Solving logarithm problem for Y

[fr33pl4gu3]

(For those values of x for which a solution exists), solve the following equation for y

3e^3y-6 = 2x²-1

What does it mean by the values of x exists??

 

[Hootenanny]

(For those values of x for which a solution exists), solve the following equation for y

3e^3y-6 = 2x²-1

What does it mean by the values of x exists??

Because of the nature of the domain of the logarithm one can not evaluate y=\ln x for all x. Specifically the domain of the logarithm is all positive numbers. Therefore, we say that no solution exists for y=\ln x in the domain x\in\left(-\infty, 0\right].

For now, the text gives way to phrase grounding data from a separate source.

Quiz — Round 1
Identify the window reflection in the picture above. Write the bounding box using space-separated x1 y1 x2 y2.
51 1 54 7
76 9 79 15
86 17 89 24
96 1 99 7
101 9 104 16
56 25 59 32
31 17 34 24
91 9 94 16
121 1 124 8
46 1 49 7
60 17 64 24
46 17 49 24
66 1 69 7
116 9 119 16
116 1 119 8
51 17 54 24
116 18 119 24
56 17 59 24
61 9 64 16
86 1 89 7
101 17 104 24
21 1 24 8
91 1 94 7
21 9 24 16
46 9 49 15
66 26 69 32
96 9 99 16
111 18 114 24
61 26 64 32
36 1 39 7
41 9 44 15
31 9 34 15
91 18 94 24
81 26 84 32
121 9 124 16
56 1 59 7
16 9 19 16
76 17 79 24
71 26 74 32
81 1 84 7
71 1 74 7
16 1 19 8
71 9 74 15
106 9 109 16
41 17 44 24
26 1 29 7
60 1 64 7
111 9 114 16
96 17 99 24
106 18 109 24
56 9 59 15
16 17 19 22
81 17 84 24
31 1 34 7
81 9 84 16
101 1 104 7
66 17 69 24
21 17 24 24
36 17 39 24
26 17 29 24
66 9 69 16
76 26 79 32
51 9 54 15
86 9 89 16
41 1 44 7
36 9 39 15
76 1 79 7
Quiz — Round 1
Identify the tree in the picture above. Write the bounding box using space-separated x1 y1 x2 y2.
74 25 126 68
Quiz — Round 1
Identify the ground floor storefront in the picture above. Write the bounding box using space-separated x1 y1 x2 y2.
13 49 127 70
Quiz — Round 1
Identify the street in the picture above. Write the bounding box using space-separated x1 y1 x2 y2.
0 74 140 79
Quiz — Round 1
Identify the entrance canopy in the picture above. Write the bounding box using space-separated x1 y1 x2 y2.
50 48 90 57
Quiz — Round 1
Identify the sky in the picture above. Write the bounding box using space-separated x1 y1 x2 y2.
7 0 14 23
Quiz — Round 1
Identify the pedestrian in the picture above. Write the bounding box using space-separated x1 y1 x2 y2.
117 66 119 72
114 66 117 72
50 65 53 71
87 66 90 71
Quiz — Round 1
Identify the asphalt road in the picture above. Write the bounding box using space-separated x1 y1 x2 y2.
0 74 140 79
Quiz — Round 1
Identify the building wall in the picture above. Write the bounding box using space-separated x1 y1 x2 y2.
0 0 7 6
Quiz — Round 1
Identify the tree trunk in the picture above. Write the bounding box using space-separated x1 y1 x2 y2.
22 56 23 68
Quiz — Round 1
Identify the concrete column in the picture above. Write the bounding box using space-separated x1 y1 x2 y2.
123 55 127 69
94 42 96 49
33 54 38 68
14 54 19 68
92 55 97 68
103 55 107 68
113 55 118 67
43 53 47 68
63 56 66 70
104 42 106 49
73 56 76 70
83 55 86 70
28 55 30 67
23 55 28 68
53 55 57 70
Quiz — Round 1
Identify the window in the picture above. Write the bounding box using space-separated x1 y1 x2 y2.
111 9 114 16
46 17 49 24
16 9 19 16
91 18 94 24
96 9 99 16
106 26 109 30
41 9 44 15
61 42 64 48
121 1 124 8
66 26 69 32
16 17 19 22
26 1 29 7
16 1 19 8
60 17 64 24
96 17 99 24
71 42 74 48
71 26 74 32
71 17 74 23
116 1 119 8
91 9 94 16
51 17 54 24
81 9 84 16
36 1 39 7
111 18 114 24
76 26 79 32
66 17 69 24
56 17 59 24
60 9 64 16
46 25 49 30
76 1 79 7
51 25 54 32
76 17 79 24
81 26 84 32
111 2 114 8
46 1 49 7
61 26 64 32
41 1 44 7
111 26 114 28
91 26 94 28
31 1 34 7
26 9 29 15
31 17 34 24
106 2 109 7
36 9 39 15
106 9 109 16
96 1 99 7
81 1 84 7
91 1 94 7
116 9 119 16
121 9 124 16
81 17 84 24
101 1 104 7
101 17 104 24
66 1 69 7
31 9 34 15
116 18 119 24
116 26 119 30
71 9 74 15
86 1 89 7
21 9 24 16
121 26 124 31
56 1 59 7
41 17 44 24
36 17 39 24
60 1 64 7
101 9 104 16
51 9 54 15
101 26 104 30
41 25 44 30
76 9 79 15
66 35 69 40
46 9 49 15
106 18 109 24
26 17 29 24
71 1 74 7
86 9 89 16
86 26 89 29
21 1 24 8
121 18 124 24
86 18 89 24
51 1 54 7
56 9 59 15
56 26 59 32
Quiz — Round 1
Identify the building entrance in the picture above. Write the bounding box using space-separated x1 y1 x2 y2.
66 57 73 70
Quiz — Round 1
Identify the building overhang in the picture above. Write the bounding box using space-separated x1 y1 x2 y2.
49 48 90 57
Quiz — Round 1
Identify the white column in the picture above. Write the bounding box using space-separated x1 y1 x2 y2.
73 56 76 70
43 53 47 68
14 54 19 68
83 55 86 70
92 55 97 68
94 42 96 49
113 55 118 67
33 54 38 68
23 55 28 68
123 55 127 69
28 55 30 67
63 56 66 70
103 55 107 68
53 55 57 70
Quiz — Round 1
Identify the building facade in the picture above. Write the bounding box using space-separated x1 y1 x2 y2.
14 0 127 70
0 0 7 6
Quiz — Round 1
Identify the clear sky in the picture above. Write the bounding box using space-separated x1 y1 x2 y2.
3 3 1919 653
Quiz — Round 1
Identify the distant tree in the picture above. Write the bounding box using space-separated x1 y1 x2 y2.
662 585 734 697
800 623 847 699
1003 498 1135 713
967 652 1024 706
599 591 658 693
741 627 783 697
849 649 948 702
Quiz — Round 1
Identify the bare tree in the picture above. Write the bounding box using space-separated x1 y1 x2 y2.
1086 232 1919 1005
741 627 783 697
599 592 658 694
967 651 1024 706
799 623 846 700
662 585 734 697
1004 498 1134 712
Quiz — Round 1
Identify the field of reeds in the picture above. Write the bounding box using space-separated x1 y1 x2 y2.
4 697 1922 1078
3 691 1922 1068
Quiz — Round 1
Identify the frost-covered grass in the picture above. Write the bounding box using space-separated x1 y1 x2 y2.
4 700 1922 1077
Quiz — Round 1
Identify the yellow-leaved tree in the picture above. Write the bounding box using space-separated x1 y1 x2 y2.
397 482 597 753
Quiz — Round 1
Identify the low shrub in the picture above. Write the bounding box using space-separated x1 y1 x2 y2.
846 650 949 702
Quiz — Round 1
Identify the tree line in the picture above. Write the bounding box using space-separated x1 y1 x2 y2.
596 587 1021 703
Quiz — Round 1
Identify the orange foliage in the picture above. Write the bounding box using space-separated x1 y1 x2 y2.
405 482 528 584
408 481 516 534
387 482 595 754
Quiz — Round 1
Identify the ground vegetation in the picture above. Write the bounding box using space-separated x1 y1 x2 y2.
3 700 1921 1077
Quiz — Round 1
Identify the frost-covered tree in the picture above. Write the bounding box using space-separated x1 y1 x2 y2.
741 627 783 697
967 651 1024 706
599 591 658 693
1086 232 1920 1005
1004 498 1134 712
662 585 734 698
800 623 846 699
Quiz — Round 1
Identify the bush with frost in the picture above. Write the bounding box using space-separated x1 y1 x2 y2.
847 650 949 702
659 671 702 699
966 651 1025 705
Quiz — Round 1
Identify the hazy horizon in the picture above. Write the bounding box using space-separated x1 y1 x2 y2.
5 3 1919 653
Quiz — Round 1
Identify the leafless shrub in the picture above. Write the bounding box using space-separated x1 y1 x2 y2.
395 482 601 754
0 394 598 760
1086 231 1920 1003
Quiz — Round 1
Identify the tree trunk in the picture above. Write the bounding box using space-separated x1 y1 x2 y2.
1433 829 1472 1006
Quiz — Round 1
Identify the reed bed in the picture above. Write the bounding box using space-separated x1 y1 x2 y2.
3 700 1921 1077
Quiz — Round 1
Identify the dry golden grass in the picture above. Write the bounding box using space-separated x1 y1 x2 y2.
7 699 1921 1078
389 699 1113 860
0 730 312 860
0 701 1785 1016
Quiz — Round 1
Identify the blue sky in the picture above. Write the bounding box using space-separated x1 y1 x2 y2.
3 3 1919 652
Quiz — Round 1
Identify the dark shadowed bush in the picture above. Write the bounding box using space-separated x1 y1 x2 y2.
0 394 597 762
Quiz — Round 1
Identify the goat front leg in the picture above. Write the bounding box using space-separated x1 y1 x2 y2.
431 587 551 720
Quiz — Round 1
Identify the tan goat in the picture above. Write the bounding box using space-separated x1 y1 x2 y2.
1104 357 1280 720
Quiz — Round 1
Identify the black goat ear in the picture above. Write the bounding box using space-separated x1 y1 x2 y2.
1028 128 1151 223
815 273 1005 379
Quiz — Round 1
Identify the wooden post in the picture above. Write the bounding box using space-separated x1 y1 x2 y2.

So the question is asking you to solve the equation for y, for all values of x which exist. I hope that makes sense.

 

[Swerting]

(For those values of x for which a solution exists), solve the following equation for y

3e^3y-6 = 2x²-1

What does it mean by the values of x exists??

Say you have ln(x)=y.
This could be seen as e^y=x
It is impossible to raise any real number to any power and have it equal 0 or any number below that (feel free to try, in fact, I encourage it). Since it can't exist as x\in(-\infty,0), there are only certain numbers it can exist as.

 

[tiny-tim]

(For those values of x for which a solution exists), solve the following equation for y

3e^3y-6 = 2x²-1

What does it mean by the values of x exists??

Hi fr33pl4gu3!

Simple answer:

3e^3y-6 can only be positive.

So the equation doesn't work if 2x²-1 is negative or zero.